They say that software programmers have to manually split the jobs for multiple cores. Why? Why does the OS even need to operate multiple cores in the first place? To me this sounds like bad workplace management, where the results depend on pushing the limits of the same few people (cores) instead of splitting the work. I feel like making just a big bunch of cheap cores would give better performance for the money than doing tons of research for the best possible elite cores. This works for encoding jobs but not for snappy game performance.

Now, one limitation that comes to mind is sequential jobs. Things where the steps need to be done in a certain order, depending on the results of the previous step. In this case, higher clock speed has an advantage and you wouldn’t even be able to utilize multiple cores. However, I still feel like the clock speeds like 4 000 000 000 cycles per second can’t be the limiting factor for running a game over 150 frames per second. Or is it? Are the CPU jobs in game programming just so sequential? Is there any way to increase the speed of simple sequential jobs with the help of more cores?

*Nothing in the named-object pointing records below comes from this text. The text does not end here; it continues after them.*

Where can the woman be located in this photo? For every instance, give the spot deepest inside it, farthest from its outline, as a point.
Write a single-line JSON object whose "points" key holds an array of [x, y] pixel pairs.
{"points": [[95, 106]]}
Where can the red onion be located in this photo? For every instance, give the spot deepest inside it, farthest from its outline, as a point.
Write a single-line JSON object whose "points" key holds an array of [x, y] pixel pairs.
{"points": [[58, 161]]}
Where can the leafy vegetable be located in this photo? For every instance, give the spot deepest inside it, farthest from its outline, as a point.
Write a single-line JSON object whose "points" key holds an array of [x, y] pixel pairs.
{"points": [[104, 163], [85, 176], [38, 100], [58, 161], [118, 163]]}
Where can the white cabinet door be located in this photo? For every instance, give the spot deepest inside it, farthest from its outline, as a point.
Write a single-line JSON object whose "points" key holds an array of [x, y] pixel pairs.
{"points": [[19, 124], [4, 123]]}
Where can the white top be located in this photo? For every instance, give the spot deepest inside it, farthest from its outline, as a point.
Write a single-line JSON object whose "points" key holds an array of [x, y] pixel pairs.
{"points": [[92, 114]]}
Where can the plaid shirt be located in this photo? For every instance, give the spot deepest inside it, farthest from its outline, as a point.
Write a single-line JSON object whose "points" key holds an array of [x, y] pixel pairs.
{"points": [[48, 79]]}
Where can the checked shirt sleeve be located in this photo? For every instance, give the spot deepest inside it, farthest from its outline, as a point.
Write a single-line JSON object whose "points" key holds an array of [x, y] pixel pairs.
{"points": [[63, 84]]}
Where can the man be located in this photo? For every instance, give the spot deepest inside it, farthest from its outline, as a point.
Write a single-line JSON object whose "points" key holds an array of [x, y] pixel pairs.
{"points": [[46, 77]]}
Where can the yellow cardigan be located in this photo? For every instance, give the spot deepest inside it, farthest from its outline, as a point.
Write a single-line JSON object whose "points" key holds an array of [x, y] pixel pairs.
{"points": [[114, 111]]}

Bonus question: How do multiple instructions per cycle work if a job is sequential?

Bonus question 2: GPUs have tons of low power cores. Why is this okay? Is it just because the job of rendering is not sequential at all?

In: Engineering

6 Answers

Anonymous 0 Comments

It’s hard to convey to someone just how difficult multi-core programming is if they don’t have a strong programming background.

> instead of splitting the work

And therein lies the rub: splitting work across cores is extremely difficult. Without programmer assistance the CPU cannot meaningfully understand the program structure to extract significant work.

> Are the CPU jobs in game programming just so sequential?

To put it simply, yes. Working across multiple cores is immensely difficult for the bulk of the work a game does.

> Is there any way to increase the speed of simple sequential jobs with the help of more cores?

This depends entirely on the specific details of the jobs.

> How do multiple instructions per cycle work if a job is sequential?

Each individual instruction engages different parts of the CPU at different times. So you can have to instructions “executing” simultaneously so long as they are using different parts of the CPU.

> GPUs have tons of low power cores. Why is this okay? Is it just because the job of rendering is not sequential at all?

Correct. Graphics rendering is a whole lot of “do this operation on every pixel” and each operation is independent of all others. You can have a thousand running simultaneously without much work by the programmer.